In questo senso è interessante come anche in Italia quanti si occupano delle istituzioni tradizionali di villaggio (vicinie, patriziati, comunanze, usi civici, partecipanze, università agrarie e via dicendo) guardino spesso alla Ostrom come ad un riferimento importante. È infatti la sua analisi economica delle istituzioni e della politica – largamente debitrice nei riguardi degli studi di Public Choice (James M.. Buchanan, tra gli altri) – che può illuminare la razionalità e, sotto taluni apsetti, perfino l’attualità di un tipo di proprietà comune che è più condominiale che pubblica, più consortile che statale.

Oggi, inoltre, la Ostrom è spesso studiata da quanti si occupano di concorrenza istituzionale e federalismo, perché è solo grazie ad una riflessione economica in grado di illustrare la vocazione dei proprietari a mettere qualcosa in comune e, invece, a lasciare qualcosa sotto il proprio diretto controllo che è possibile iniziare a sviluppare un’analisi dei governi divisi e del pluralismo delle istituzioni che aiuti a comprendere la forza delle soluzioni istituzionali decentrate: che obblighino città e regioni a competere tra loro.

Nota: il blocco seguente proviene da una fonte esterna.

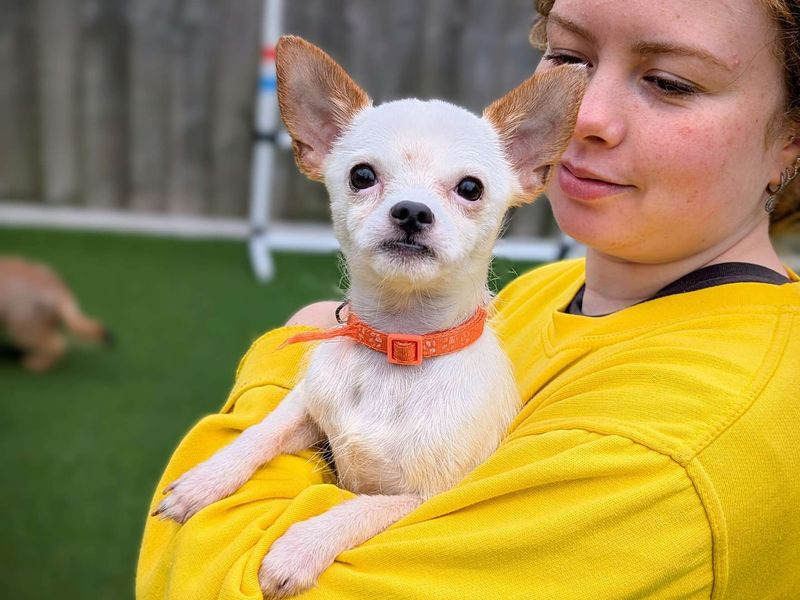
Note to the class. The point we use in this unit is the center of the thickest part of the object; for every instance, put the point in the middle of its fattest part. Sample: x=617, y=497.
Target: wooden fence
x=147, y=105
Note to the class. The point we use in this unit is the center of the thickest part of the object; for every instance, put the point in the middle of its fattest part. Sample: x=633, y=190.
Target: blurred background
x=127, y=143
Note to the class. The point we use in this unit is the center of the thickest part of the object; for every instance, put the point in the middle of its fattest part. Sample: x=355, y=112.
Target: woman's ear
x=535, y=120
x=317, y=99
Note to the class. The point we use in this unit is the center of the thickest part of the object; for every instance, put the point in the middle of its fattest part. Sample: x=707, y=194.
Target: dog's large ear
x=317, y=101
x=535, y=120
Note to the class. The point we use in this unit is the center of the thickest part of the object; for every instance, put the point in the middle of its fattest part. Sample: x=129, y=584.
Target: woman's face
x=674, y=123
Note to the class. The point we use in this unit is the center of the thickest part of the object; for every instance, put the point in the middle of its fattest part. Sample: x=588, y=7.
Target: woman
x=655, y=456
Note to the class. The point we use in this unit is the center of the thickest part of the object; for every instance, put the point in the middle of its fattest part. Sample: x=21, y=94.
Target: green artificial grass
x=82, y=447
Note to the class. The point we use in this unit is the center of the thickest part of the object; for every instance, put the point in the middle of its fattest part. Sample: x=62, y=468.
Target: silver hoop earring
x=787, y=176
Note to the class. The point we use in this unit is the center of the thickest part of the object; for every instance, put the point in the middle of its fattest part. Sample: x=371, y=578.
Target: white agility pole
x=267, y=135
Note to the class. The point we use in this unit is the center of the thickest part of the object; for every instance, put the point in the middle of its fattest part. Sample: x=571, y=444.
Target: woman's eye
x=470, y=189
x=362, y=177
x=670, y=87
x=559, y=58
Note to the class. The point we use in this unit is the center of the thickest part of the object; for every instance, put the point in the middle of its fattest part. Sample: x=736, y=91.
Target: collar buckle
x=404, y=349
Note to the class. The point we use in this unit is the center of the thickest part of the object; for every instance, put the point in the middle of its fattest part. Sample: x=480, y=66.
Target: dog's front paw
x=197, y=488
x=295, y=561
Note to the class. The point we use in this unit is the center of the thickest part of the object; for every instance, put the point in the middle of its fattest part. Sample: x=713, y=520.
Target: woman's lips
x=586, y=188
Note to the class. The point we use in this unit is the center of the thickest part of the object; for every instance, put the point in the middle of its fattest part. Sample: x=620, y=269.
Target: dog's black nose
x=412, y=217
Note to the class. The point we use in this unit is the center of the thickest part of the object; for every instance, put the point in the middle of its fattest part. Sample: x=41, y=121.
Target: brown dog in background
x=34, y=306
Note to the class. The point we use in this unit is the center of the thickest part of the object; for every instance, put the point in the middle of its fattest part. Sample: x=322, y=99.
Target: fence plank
x=18, y=126
x=104, y=94
x=190, y=97
x=152, y=23
x=57, y=47
x=236, y=73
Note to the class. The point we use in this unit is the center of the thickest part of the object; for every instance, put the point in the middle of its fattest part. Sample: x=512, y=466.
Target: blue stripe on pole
x=268, y=84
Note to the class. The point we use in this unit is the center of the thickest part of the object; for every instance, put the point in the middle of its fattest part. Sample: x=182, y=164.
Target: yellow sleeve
x=558, y=514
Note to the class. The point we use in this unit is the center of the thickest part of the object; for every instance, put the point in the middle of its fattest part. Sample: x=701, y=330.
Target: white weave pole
x=267, y=137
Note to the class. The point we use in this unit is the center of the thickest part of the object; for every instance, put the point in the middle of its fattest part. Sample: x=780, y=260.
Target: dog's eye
x=469, y=188
x=362, y=176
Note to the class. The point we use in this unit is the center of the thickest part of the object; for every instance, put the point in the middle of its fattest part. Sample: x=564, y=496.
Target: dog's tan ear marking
x=317, y=99
x=535, y=120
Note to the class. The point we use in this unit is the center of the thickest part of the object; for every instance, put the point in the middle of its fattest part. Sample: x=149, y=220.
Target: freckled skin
x=698, y=165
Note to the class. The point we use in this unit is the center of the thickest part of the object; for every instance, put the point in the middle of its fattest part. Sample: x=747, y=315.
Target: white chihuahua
x=418, y=195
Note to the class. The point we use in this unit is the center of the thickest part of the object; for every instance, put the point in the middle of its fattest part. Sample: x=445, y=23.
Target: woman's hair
x=785, y=14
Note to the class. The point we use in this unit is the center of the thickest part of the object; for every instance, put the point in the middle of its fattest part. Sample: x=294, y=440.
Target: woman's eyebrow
x=642, y=48
x=649, y=48
x=570, y=26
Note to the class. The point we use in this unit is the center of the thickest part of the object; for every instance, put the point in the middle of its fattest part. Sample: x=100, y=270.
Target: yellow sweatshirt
x=656, y=456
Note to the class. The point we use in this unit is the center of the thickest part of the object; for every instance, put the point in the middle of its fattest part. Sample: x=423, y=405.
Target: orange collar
x=400, y=348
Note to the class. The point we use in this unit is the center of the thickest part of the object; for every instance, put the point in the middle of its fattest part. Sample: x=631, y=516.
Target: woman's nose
x=601, y=118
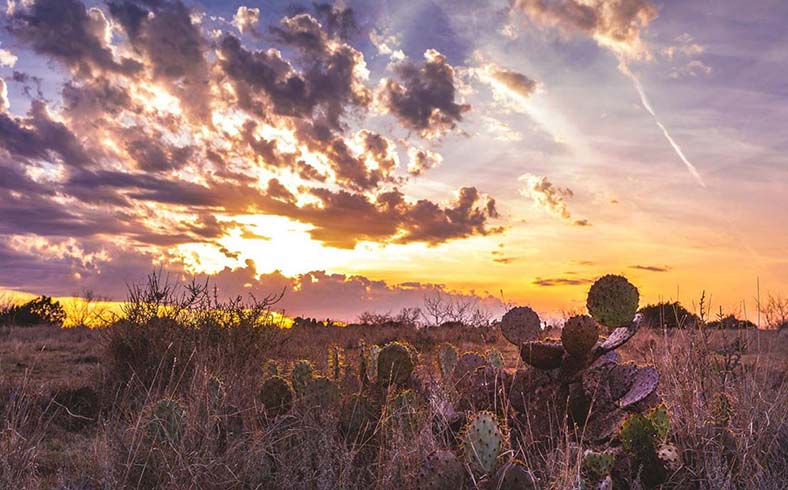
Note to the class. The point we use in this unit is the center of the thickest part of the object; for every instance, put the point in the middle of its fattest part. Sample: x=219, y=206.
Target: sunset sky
x=366, y=152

Se l’anno scorso da Stoccolma è giunta una decisione vergognosa, perché Krugman sta all’economia come Dario Fo sta alla letteratura, con le due scelte di quest’anno gli accademici svedesi sono tornati a guardare alla sostanza delle cose. Avrebbero potuto fare anche altre scelte (penso a Israel Kirzner, ad esempio, i cui studi sull’imprenditore sono di straordinaria importanza), ma nessuno – negli anni a venire – potrà loro rimproverare di non aver premiato studiosi di valore.